Как известно, на раннем этапе распространения монофизитства жители Восточной Римской империи, сочувствующие монофизитскому клиру, посещали службы в халкидонитских храмах вместе со всеми, но воздерживались от причащения (при этом странствующие монофизитские клирики могли снабжать их освященными ими Дарами для домашнего самопричащения). Иными словами, ключевым признаком ранней монофизитской идентичности был отказ от причащения у халкидонитов и использование вместо этого собственной святыни, полученной тайно. Это естественным образом придавало евхаристическим чудесам совершенно особое место в формировании такой идентичности. Не случайно современник Иоанна Руфа, монофизитский Антиохийский патриарх Севир, писал, что уже «многие видели» евхаристические чудеса, когда вместо евхаристического Хлеба молящимся была явлена кровоточащая плоть16.

Православным ответом на монофизитские сборники историй о евхаристических и иных чудесах можно назвать «Лимонарь», или «Луг духовный», составленный Иоанном Мосхом и отредактированный и изданный его другом, свт. Софронием, патриархом Иерусалимским, где-то в конце VI – начале VII века17. В «Луге духовном» содержится целая серия историй о том, как чудеса с освященными в православных храмах евхаристическими Дарами убедили монофизитов прекратить практику причащаться на дому Дарами, полученными от монофизитского духовенства, и вернуться к единству со Вселенской Церковью (§§ 29, 30, 48, 49, 17818).

Еще одно подобное чудо описано в самостоятельном рассказе о праведном жителе Константинополя, которого пыталась отвратить от правой веры жена его друга, патриция, придерживавшаяся монофизитства (= BHG 1448y). Оказавшись на 1-й седмице Великого поста в храме св. Мины на литургии Преждеосвященных Даров, герой рассказа получил во время причащения окровавленную плоть (σάρκα ᾑμαγμένην)19.

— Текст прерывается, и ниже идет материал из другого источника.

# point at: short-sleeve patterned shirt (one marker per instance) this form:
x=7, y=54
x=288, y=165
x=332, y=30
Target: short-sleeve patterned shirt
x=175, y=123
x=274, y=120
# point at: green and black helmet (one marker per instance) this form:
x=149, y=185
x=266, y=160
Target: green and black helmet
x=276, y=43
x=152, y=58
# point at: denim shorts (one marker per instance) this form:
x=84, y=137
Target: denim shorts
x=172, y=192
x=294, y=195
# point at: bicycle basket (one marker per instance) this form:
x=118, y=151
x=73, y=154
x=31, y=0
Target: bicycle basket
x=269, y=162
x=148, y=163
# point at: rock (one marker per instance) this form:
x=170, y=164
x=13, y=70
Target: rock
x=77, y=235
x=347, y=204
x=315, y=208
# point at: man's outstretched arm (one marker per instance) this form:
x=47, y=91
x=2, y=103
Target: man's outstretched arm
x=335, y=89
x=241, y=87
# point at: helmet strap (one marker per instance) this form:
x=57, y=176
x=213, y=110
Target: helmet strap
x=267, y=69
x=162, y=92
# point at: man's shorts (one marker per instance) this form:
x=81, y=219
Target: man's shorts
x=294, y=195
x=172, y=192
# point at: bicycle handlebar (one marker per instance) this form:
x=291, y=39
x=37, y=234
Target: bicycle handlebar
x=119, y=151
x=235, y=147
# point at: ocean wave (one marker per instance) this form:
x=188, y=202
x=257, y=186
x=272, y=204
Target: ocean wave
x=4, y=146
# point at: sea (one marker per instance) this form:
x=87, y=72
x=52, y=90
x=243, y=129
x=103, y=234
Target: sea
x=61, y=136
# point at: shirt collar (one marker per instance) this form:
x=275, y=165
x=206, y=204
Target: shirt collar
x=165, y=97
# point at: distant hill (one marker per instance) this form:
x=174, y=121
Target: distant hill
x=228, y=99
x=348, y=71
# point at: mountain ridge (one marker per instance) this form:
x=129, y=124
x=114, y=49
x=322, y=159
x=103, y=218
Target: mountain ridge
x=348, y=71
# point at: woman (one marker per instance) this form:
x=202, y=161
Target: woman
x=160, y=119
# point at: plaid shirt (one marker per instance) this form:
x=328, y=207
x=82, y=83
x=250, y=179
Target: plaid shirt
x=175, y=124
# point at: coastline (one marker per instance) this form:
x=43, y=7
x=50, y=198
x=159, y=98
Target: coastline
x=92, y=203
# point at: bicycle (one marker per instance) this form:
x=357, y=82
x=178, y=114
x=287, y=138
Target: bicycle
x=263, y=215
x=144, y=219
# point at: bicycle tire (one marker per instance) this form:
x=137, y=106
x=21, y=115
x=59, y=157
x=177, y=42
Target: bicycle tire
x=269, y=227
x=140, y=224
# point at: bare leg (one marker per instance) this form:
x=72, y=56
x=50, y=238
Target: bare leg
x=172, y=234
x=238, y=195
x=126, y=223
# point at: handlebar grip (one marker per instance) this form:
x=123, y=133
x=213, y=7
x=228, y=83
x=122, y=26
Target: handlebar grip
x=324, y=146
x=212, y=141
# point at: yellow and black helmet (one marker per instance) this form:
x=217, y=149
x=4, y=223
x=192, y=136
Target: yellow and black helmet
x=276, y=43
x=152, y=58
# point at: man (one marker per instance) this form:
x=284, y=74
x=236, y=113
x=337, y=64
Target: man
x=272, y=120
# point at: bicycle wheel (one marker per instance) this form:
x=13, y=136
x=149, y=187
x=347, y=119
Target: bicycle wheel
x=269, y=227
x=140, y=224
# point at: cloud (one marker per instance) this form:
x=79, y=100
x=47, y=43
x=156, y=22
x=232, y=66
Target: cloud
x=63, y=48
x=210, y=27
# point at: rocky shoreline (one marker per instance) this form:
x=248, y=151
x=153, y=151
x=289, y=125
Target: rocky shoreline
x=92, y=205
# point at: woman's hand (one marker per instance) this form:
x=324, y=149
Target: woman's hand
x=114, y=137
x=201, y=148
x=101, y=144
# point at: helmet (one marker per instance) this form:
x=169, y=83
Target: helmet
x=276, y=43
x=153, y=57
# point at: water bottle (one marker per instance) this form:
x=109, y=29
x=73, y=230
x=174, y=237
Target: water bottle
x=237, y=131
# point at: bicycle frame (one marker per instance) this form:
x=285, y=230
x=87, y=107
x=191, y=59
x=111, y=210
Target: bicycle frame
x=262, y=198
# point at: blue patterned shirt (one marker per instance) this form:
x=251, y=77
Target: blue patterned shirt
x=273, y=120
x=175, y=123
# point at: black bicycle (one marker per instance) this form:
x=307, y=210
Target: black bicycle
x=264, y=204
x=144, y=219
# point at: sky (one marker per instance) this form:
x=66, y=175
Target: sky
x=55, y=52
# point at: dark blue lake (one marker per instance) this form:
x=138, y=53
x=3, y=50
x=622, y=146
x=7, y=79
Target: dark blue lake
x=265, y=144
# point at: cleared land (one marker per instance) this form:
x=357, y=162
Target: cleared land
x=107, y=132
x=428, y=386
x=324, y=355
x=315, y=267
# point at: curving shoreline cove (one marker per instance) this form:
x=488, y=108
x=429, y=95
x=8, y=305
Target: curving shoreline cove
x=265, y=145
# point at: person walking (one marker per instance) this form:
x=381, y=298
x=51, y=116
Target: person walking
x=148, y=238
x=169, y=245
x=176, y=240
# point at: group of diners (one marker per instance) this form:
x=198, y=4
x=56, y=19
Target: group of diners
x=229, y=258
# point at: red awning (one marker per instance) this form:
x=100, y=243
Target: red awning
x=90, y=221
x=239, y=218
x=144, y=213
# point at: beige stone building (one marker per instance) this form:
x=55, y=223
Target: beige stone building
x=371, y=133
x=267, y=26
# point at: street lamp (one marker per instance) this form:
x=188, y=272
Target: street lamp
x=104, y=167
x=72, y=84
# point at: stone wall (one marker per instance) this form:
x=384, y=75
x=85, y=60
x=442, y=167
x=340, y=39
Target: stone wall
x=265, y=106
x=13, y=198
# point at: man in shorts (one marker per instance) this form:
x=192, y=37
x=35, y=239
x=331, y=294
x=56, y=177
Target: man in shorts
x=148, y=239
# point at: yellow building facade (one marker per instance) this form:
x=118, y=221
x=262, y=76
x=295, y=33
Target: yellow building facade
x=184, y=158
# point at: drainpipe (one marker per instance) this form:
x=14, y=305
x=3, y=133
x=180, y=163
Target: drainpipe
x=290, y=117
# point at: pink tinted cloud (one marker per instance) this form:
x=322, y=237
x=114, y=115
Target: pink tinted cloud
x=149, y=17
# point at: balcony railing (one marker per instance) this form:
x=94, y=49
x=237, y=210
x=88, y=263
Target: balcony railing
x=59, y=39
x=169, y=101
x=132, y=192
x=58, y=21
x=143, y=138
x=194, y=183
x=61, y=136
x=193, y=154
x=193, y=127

В «Луге духовном» содержатся и рассказы о явлении ангелов при совершении Божественной литургии, причем не однократном, а регулярном (§ 199), и о явлении огня при освящении Даров (чудо с апамейскими детьми, § 196; известно также как отдельная статья = BHG 1322n), и о регулярном созерцании действия Святого Духа при освящении Даров (§ 25, 27, 150).

В частности, в последнем из упомянутых рассказов говорится, как епископ некоего городка Ромилла, расположенного неподалеку от Рима (Ῥωμίλλα – «маленький Рим»20), несколько раз повторил евхаристическую молитву (τὴν εὐχὴν τῆς ἁγίας προσκομιδῆς), но, не завершив анафору, начинал ее сначала (ἤρξατο ἐκ δευτέρου, καὶ πάλιν ἐκ τρίτου καὶ τετάρτου τῆς ἁγίας ἀναφορᾶς). Такое поведение он объяснил тем, что Святой Дух не сходил на Дары из-за того, что среди сослуживших епископу папских диаконов один не был достоин. Папа Римский свт. Агапит приказал этому диакону удалиться, и «немедленно епископ и папа увидели наитие Св. Духа. Воздух (καταπέτασμα), лежавший на святом жертвеннике, поднялся сам собою и осенял в течение трех часов папу и епископа и всех диаконов, предстоявших св. престолу»21.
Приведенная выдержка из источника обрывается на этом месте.